An Inframe Trinucleotide Deletion in MTRR Exon 1 is Associated with the Risk of Spina Bifida

Authors: Jun Zhang, Xiao-lu Dai, Gui-cen Liu, Juan Wang, Xue-yi Ren, Mu-hua Jin, Nan-nan Mi, Shu-qin Wang

Published in: NeuroMolecular Medicine | Issue 2-3/2017

Abstract

Maternal genetic variants of enzymes in folate–homocysteine metabolic network are significantly correlative with the risk of spina bifida. To survey the genetic causality, the genotypes of three women having spina bifida fetuses from two unrelated Chinese families were screened in candidate alleles. Polymerase chain reaction, capillary electrophoresis and Sanger sequencing were employed to recognize the allelic variation.
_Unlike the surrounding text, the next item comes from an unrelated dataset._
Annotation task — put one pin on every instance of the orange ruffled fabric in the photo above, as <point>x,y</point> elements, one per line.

A trinucleotide deletion (c.4_6delAGG) was identified in the first exon of MTRR. All the three women showed the novel clinical variation including one heterozygous and two homozygous. The siblings who had healthy babies from the same families did not harbor the variation. In the unaffected control individuals, the variant was also not observed. Eukaryotic expression and bioinformatics techniques were utilized to explore the molecular pathogenesis of the potential genetic risk of developing spina bifida. Exceptionally, the functional examination revealed that the Arg2del variant kept subcellular localization unaltered with catalytic activity intact, but failed to efficiently activate MTR compared with the wild type. Genetic disorder of folate and homocysteine metabolism during pregnancy is believed to be associated with folate-sensitive neural tube defects. The report highlights that the inframe deletion in MTRR exon 1 could be a high risk factor susceptibility to spina bifida.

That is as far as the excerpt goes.